The full power of generating functions is not generally expressed in finding just a single coefficient, but in the way that it allows you to compactly work with all coefficients: e.g., the same generating function $g(x)$ above will give you the solution (via the coefficient of $x^n$) to this problem when $20$ is replaced by any integer $n$.

You may also be interested in this question and its answers. If you are interested in learning a lot more about generating functions, Wilf's Generatingfunctionology is the way to go.

Answer 2

Frankly, I always resort to a computer algebra system at this point, but here is how I think Niven probably expected the problem to be done.

There are some labor-saving tricks. First, it usually pays to start with the sparser polynomials (those with fewer non-zero terms). Second, you only have to work up to the highest degree needed for your answer-- $x^{20}$ in this case; higher powers can be discarded. Finally, it may not be necessary to perform the final multiplication. In detail, for this problem, let

$P_2 = 1 + x^2 + x^4 + x^6 + x^8 + x^{10} + x^{12} + x^{14} + x^{16} + x^{18} + x^{20}\\ P_3 = 1 + x^3 + x^6 + x^9 + x^{12} + x^{15} + x^{18} \\ P_7 = 1 + x^7 + x^{14} \\ P_9 = 1 + x^9 + x^{18} \\$

Then, discarding any terms higher than $x^{20}$, we have

$P_7 P_9 = 1 + x^7 + x^9+ x^{14} + x^{16} + x^{18} + \dots$

next

$P_3 P_7 P_9 = 1 + x^3 + x^6 + x^7 + 2x^9 + x^{10} + 2x^{12} + x^{13} + x^{14} + 2x^{15} + 2x^{16} +x^{17} + 3x^{18} + 2x^{19} + x^{20} + \dots$

Now it is not necessary to compute $P_2 P_3 P_7 P_9$, because we are only interested in the coefficient of $x^{20}$ in the final product. Since $P_2$ has only even powers of $x$, we can just read off the coefficients of $1, x^2, x^4, \dots , x^{20}$ in $P_3 P_7 P_9$ (the even-powered terms) and add them up:

$1 + 1 + 1 + 2 + 1 + 2 + 3 + 1 = 12$

So the final answer to the number of solutions is 12.

Answer 3

Dealing with coefficients of generating functions is either synthetically (by learning patterns from experience what the formula for coefficients might be) or directly by manipulating the coefficients of constituent gfs (which helps with the first one). Usually the latter ends up by resulting in the multiplication of polymonials.

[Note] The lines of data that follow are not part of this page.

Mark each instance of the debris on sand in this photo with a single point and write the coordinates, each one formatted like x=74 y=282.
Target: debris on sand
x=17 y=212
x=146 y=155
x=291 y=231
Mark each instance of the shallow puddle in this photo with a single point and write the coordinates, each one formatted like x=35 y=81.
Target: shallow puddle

For multiplying large complicated polynomials in order to get a single coefficient:

• throw away anything above the degree you care about.

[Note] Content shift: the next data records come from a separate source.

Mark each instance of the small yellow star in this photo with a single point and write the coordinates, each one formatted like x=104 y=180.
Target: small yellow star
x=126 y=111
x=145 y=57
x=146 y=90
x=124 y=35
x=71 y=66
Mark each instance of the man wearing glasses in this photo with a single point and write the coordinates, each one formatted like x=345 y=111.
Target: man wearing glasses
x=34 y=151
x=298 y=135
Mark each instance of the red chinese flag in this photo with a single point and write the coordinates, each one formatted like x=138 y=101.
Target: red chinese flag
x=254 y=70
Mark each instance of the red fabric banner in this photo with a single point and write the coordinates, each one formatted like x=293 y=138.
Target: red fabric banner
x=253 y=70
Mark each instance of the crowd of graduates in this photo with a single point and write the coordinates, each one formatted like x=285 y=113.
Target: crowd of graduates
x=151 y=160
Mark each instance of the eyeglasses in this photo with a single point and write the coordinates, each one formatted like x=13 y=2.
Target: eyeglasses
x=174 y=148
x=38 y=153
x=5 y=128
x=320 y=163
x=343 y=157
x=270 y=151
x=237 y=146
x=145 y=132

• use grid paper to manage coefficients in a matrix

• shift successive lines so you can add by columns instead of diagonals.

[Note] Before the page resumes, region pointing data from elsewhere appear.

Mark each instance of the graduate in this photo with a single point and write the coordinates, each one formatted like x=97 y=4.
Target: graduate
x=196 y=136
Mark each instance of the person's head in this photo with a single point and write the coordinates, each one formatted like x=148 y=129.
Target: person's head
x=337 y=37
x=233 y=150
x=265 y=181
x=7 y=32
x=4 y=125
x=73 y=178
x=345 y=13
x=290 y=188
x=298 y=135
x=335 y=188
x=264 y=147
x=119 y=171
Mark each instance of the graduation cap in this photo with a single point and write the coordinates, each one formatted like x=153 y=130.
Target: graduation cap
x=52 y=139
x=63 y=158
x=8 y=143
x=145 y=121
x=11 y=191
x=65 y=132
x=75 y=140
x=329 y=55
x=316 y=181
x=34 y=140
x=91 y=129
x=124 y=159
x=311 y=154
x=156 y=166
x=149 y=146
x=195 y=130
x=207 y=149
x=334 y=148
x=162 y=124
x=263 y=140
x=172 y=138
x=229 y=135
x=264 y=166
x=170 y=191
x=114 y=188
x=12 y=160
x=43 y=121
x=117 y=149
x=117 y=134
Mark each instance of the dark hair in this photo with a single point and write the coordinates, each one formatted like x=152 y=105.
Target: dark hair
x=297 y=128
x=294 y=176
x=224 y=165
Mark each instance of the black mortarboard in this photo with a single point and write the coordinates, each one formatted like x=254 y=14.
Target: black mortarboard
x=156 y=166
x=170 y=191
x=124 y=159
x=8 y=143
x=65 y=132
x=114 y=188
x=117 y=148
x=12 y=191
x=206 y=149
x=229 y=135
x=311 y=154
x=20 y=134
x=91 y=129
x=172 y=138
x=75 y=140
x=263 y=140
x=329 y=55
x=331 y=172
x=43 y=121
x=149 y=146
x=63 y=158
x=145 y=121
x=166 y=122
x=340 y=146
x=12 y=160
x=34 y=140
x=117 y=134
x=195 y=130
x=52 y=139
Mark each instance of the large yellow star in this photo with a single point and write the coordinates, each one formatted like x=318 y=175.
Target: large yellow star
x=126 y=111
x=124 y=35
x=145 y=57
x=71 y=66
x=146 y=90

For example, for $(1 + 3x^2 + x^4 + 2x^6)(1 + 5x^3 + x^6)$:

$$ \begin{array}{c|cccccccc} \hline & 0 & 1 & 2 & 3 & 4 & 5 & 6 & 7 & 8 & 9 & 10 & 11 & 12\\ \hline & 1 & 0 & 3 & 0 & 1 & 0 & 2 \\ \hline 1 & 1 & & 3 & & 1 & & 2 \\ 0 & & & & & & & \\ 0 & & & & & & & \\ 5 & & & & 5 & & 15& & 5 & & 10\\ 0 & & & & & & & \\ 0 & & & & & & & \\ 1 & & & & & & & 1 & & 3 & & 1 & & 2 \\ \hline & 1 & 0 & 3 & 5 & 1 & 15& 3 & 5 & 3 & 10& 1 & 0 & 2 \end{array} $$

for $1 + x^2 + 5x^3 + x^4 + 15 x^5 + 3 x^6 + ...$

If all we wanted was the coefficient of $x^6$, we could have avoided any column beyond 6.

Answer 4

I tried to see if Taylor series could be of any help. They are since you just want to get the coefficient of degree 20. But you can do that from left to right or from right to left (I refer to your writing of the products). It seems to me that from right to left is faster (by hand !).